Młody geodeta Olda (Forman) przeżywa zawód erotyczny, w związku z czym dziwnie traci energię i spędza mnóstwo czasu przed telewizorem, co kończy się zapaścią. Ekscentryczny uzdrowiciel Fiszarek (Sverk) jest przekonany, że to telewizja w zagadkowy sposób wysysa energię życiową Oldy.
Walka o jej odzyskanie prowadzi do dziwacznych perypetii... Jan Sverk, jeden z najwybitniejszych obecnie twórców kina czeskiego, jak wyznał podczas wizyty w Polsce, bardzo lubi ten film, chociaż może "zbyt wiele w nim ornamentów". To zrozumiałe, ponieważ stale współpracując z ojcem Zdenkiem (tu gra Fiszarka), chciał wyzwolić się spod jego wpływu. Zamiast nostalgicznego realizmu, jak u ojca, zaproponował więc pełną specyficznego humoru fantazję. Udało się, ale trzeba też było zapłacić pewną, jednak dość wysoką cenę.

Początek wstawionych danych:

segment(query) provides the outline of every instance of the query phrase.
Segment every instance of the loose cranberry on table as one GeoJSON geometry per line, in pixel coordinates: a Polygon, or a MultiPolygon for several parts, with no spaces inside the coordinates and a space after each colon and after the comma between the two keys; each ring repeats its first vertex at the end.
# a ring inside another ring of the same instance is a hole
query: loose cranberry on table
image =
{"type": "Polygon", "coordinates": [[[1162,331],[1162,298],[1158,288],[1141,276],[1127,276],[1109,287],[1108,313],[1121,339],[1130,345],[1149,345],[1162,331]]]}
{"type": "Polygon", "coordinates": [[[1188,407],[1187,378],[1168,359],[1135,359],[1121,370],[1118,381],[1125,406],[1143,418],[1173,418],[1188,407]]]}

Najzabawniejsze są tu momenty zderzenia podszytej absurdem wyobraźni z przyziemnymi szczegółami życia. Do głosu dochodzi też wyraźnie tradycja czeskiego nadrealizmu zderzona z charakterystycznym darem kpiarskiej obserwacji ludzkich słabostek i śmiesznostek. Nie jest to połączenie w tym przypadku idealne, film czasem traci rytm i gubi się w pobocznych wątkach, ale mimo to ciągle bawi. Dla wielbicieli czeskiego kina seans obowiązkowy.